In this series of 127 cases 53 were treated with the same formula (chemical
agents with craton oil), rest all the patients were treated without craton oil.
3. Mode of action
Mode of action is a most similar to emulsification of Dermis. The Coagulatory
activity of Phenol destroys the epidermis and upper layer of dermis which
remains in position as a scab and new growth of edpidermal cell, takes place
within 5-7 days while dermal regeneration occurs within 2-3 weeks.
Destruction of epidermis and upper layer of dermis results into the removal of
rough, pigmented, uneven skin, new epithelisation of epidermis with diffuse
tightening gives a smoother look. This firmness and elastic quality of skin are
because of thickening of dermal papillary layer due to horizontally oriented
collagen fibers; pinkness of skin can be explained by increased vascularity.

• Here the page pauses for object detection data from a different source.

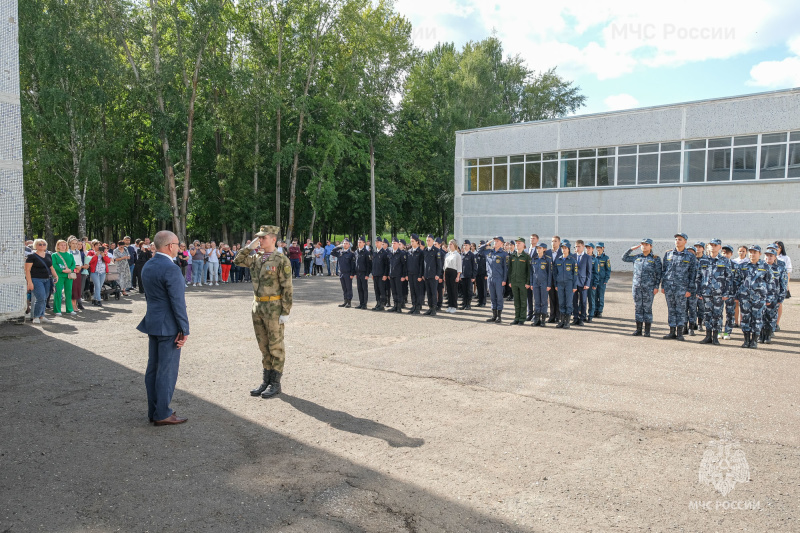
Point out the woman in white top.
[775,241,792,331]
[444,239,461,313]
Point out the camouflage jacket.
[233,250,292,315]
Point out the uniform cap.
[256,226,281,237]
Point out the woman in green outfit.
[52,241,78,316]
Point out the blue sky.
[395,0,800,114]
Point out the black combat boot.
[261,370,283,398]
[250,368,272,396]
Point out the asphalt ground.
[0,273,800,533]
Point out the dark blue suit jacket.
[576,252,593,286]
[136,254,189,336]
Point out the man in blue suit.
[572,239,592,326]
[136,231,189,426]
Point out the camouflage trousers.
[725,298,736,333]
[633,287,655,324]
[739,298,767,333]
[664,289,688,328]
[764,298,781,331]
[252,301,286,372]
[698,294,726,332]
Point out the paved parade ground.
[0,273,800,533]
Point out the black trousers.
[389,278,403,305]
[372,276,386,305]
[356,274,369,305]
[444,268,458,307]
[461,278,472,307]
[409,274,425,307]
[475,276,486,305]
[425,278,439,309]
[547,284,561,320]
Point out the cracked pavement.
[0,274,800,532]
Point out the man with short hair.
[233,226,294,399]
[661,233,697,341]
[136,231,189,426]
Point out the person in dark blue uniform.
[475,241,487,307]
[372,238,389,311]
[461,240,478,310]
[530,242,553,327]
[331,239,356,307]
[387,238,408,313]
[553,239,578,329]
[353,237,372,309]
[406,233,425,315]
[433,237,447,311]
[422,235,444,316]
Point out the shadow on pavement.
[0,324,524,532]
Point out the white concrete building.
[455,88,800,270]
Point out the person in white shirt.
[444,239,461,313]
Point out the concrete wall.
[454,89,800,270]
[0,0,25,321]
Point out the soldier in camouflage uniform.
[233,226,292,398]
[739,244,772,348]
[761,246,789,344]
[508,237,531,326]
[695,239,734,344]
[661,233,697,341]
[622,239,662,337]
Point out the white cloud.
[395,0,800,80]
[747,56,800,89]
[603,93,639,111]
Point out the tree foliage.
[20,0,584,242]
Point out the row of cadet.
[622,233,789,348]
[332,234,611,328]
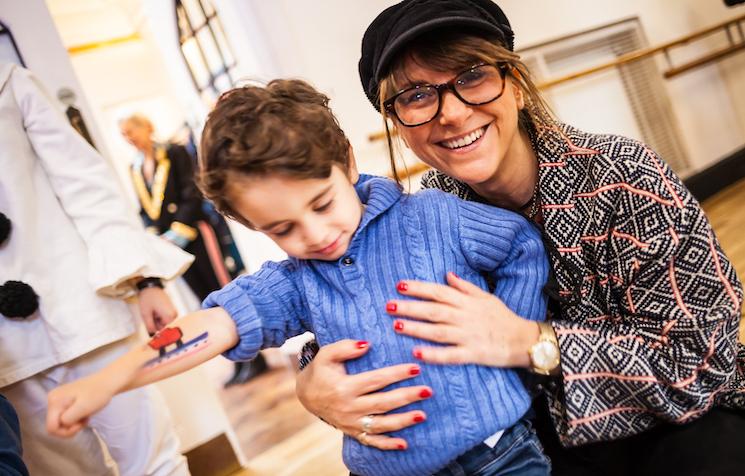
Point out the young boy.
[48,80,548,476]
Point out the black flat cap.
[359,0,515,110]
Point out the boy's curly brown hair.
[197,79,349,222]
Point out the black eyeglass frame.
[383,62,511,127]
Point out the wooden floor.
[222,180,745,476]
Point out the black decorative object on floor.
[0,281,39,319]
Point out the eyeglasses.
[383,63,509,127]
[383,63,509,127]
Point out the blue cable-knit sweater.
[204,176,548,476]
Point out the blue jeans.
[435,417,551,476]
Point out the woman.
[0,62,192,476]
[297,0,745,474]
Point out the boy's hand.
[47,375,114,438]
[137,287,178,334]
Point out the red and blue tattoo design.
[144,327,209,369]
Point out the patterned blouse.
[422,124,745,446]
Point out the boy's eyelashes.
[313,199,334,213]
[269,199,334,236]
[270,225,292,236]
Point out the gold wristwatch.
[528,322,560,375]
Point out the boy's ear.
[348,145,360,184]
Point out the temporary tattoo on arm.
[143,327,209,370]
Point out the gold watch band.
[528,322,561,375]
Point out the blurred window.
[176,0,236,106]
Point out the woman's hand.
[386,273,539,367]
[137,286,178,335]
[47,374,116,438]
[295,340,432,450]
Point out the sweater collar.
[354,174,403,237]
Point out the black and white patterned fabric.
[422,124,745,446]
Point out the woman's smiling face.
[394,57,525,187]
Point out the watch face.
[533,341,559,369]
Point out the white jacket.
[0,63,193,387]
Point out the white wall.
[245,0,745,175]
[0,0,109,158]
[0,0,245,461]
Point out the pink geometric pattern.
[422,124,745,446]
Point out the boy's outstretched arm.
[47,307,238,437]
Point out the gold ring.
[360,415,373,433]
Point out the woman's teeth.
[442,127,486,149]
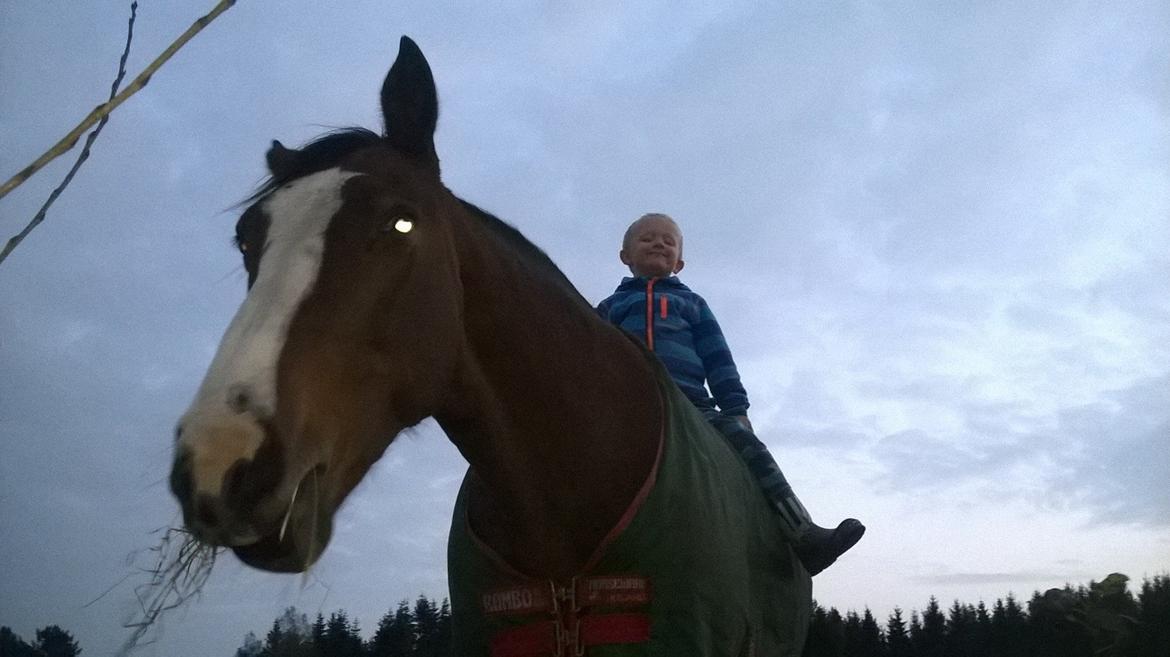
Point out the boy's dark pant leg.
[700,408,807,526]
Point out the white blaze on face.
[180,168,357,493]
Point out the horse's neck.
[439,218,661,576]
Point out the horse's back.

Microscopic studies to check the depth of penetration of phenol by measuring
the width of coagulated layer, which peels off in the form of fine scab, a depth
of 0.3 to 0.5 mm was observed in this series of study.
4. Histological Changes:
Histological studies have shown equalization of architecture of the collagen
tissue in the dermal layer as well as reduction into the quantity of Melanin
granules in the basal layer of epidermis.
Indication:
Sr. No Indication No. of cases No. of sittings
1 Fine wrinkles due to
ageing
57 One
2 Acne marks 12 Two
3 Deep acne marks 27 Two
4 Small pox marks 7 Two
5 Deep small pox marks 17 Three
6 Abnormal pigmentation 7 One
6. PRECAUTIONS:
I always give special instructions to be obeyed strictly and honestly as follows:
From Day One of Operation till scab peels off:
1. Avoid talking, chewing or unnecessary jaw movements
2. Take only liquids with the help of a straw
3. Ensure a continuous flow of cool air over the face to keep it as dry as possible.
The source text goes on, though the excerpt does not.